Following a pause, we were treated to a solo by MOVE: the company's Josh Beamish. A choreographic collaboration with Toronto's Ame Henderson, Radios sees Beamish enter upstage left. He wears a baggy black jacket over a loose blue shirt and black skirt (with silvery shorts underneath); on his feet are green socks and black trainers. With bored nonchalance, Beamish slowly begins to move, folding one foot in on itself, then slowly lifting it up and letting it hover in the air before bending the other leg, twisting his torso and extending the raised leg in an off-axis and flexed arabesque that is as much a study in durational posing as it is an exercise in balance. The piece continues in this way, with Beamish slowly moving horizontally in front of the upstage white backdrop as he tests different movement possibilities: dropping suddenly to the floor with his legs splayed precariously behind him; or slowly arching his back and extending one arm behind his head, then letting the same arm upon its return first graze and then lazily drape along the back of his neck, fingers unconsciously tickling the fuzz of his buzzed hair. Mostly this is done in silence, but occasionally industrial-style rock fades in from what at first appears to be a speaker positioned in the wings. All of this suggests a club kid practising in his basement or his bedroom, and the pauses between the different poses, in which Beamish displays absolute indifference to his audience, frequently turning his back to us, were just as watchable as the Trajal Harrell-styled voguing riffs I was put in mind of by Beamish's pop preening and slow studied traversing of the stage. Near the end of the piece a stagehand wheels on that hidden speaker from the wings and the music returns; this is the cue for Beamish to ramp up his physicality and to become much more presentational in his movement, his now hyper-kinetic dancing veering suddenly towards more recognizably balletic technique, as if he and Henderson felt obliged to foreground the classical training underscoring a movement narrative they had previously seemed to be deconstructing. Even the speaker is revealed to be a chimera, with Beamish retrieving a small clock radio from his jacket pocket at the conclusion of the work and silencing the sound emanating from it.
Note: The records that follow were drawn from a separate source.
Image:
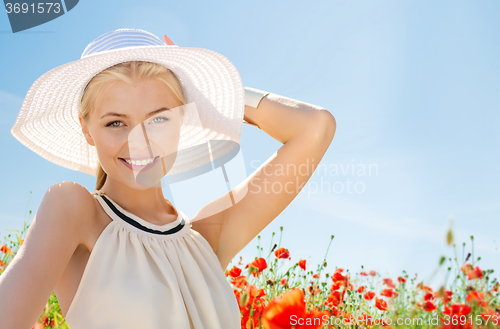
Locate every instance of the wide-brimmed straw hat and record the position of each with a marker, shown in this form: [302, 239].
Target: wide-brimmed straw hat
[48, 121]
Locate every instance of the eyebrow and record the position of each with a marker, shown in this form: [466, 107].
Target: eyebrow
[125, 116]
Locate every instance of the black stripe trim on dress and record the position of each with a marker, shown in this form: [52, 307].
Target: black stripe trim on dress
[138, 225]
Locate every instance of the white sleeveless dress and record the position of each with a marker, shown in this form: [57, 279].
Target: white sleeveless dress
[141, 275]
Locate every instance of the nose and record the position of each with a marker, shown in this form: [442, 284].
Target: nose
[138, 140]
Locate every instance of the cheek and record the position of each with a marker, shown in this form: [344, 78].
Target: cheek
[108, 144]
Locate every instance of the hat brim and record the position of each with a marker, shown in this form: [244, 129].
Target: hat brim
[48, 120]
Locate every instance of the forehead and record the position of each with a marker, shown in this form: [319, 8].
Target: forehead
[141, 96]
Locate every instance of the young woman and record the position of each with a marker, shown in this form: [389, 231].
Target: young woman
[124, 256]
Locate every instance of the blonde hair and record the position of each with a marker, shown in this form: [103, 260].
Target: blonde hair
[128, 72]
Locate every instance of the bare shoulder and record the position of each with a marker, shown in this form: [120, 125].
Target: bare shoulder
[58, 228]
[76, 202]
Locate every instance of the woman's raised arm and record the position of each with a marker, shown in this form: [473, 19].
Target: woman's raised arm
[57, 229]
[306, 131]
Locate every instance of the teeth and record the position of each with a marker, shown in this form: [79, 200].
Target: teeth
[139, 162]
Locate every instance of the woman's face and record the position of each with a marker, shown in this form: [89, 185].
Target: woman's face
[139, 123]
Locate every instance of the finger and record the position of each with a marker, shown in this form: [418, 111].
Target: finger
[167, 40]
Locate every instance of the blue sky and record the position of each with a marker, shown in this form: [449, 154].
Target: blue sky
[414, 87]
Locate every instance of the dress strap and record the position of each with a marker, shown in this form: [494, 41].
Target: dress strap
[117, 213]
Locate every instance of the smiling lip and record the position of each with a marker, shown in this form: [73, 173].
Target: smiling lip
[138, 158]
[141, 168]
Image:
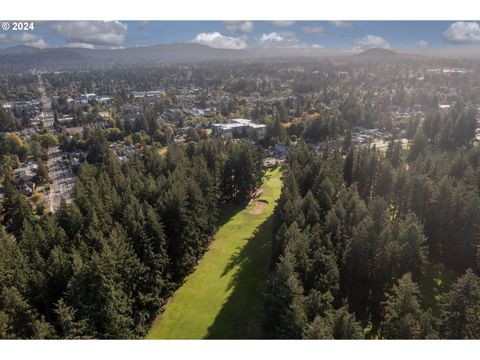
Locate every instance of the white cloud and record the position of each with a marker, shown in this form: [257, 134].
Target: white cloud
[462, 32]
[315, 30]
[80, 45]
[279, 39]
[342, 24]
[371, 41]
[238, 26]
[38, 43]
[282, 23]
[97, 33]
[217, 40]
[421, 43]
[25, 38]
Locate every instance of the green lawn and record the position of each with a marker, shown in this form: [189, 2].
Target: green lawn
[222, 297]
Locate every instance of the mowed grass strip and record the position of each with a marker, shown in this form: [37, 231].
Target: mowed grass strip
[219, 297]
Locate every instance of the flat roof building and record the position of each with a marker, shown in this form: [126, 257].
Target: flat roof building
[238, 128]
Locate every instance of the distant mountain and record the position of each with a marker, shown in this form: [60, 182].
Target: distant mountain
[377, 54]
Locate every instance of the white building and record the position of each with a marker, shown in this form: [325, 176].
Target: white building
[237, 128]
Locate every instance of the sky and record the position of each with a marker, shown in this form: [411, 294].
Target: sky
[352, 35]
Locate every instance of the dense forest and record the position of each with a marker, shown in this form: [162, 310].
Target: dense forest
[102, 266]
[361, 235]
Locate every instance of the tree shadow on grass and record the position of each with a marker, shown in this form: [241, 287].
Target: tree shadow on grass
[241, 316]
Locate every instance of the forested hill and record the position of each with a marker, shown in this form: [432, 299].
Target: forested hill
[365, 242]
[102, 266]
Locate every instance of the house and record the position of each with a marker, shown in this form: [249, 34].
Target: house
[74, 130]
[27, 172]
[238, 128]
[194, 112]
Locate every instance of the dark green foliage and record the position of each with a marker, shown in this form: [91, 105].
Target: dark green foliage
[348, 229]
[461, 308]
[102, 266]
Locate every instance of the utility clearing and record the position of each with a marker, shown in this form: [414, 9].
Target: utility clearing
[222, 298]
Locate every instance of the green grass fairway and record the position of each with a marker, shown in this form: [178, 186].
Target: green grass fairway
[222, 297]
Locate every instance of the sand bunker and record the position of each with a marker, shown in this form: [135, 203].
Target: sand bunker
[258, 207]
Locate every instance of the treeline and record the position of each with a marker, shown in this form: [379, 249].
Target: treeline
[102, 266]
[358, 235]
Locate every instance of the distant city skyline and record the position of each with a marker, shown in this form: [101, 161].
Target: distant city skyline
[350, 35]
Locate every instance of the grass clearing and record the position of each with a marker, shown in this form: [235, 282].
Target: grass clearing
[222, 298]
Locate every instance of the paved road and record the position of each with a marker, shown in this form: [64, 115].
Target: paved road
[62, 179]
[60, 172]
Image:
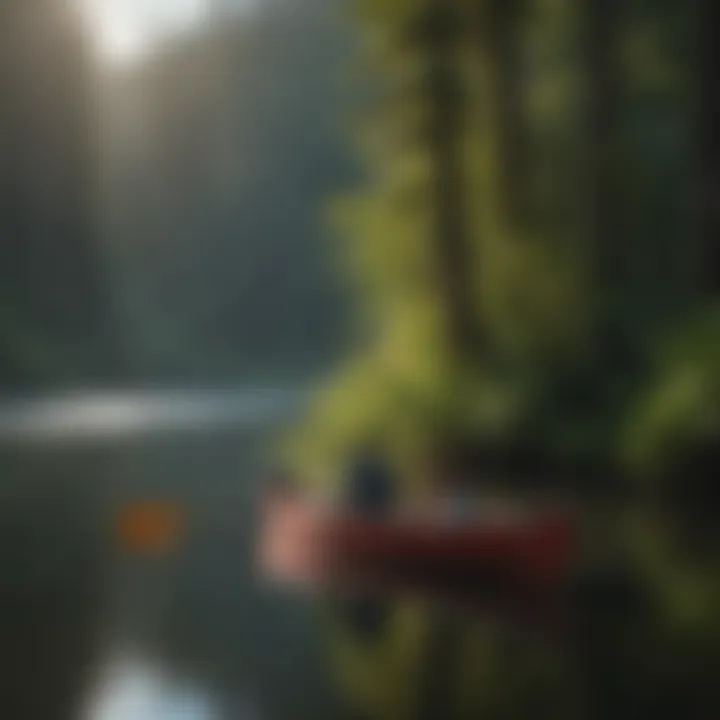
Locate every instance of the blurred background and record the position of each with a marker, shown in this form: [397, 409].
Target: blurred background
[484, 232]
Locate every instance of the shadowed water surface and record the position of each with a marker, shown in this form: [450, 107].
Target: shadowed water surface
[90, 632]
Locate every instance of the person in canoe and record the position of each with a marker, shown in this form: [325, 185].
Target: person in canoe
[369, 486]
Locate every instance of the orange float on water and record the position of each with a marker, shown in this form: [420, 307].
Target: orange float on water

Following the second pause I was getting restless. And it didn't help that the last piece on the program was a long conceptual work that in its durational slowness and repetitiveness tested my patience. Isaac y Diola, directed, choreographed and interpreted by Belgian artists German Jauregui and Anita Diaz, begins with the two dancers lying naked, one on top of the other, downstage right. In the shadows upstage are a number of overturned chairs. Juaregui begins to drag his (and, by proxy, Diaz's) body in the direction of the chairs. Eventually Diaz is discarded, like a second skin, and Juaregui begins the slow process of retrieving his clothes and then righting and rearranging the chairs about the stage. While he is doing this, Diaz starts crawling backwards to the chair positioned upstage left, upon which are draped her clothes. Quotes by Marguerite Duras, Jacques Lacan, George Orwell and Ayn Rand, among others, play in voiceover while all of this is happening. Only after this prolonged set-up do we get to the most interesting part of the piece: two paired solos that play off of the materiality and animacy of the chairs as objects of kinetic sculpture. That is, as Juaregui begins sawing the two front legs off of the chair upon which he is standing upstage centre, Diaz begins a gorgeous solo on her back. Then, after Juaregui tumbles to the floor, Diaz begins piling the remaining chairs into a stacked tower downstage left; following her delicate placement of the last chair, Juaregui begins his own solo. To the driving beat of a drum score, he throws himself about the stage in a remarkable off-balance and mostly backwards series of knee squats, at the end of which he places the final broken chair at the top of the ziggurat Diaz has made. Maybe because we did something similar in my play The Objecthood of Chairs, or maybe because I was just super-hungry by this point, I found this architectural culmination to the evening less impressive than it was clearly meant to be--at least judging by the response of the rest of the audience.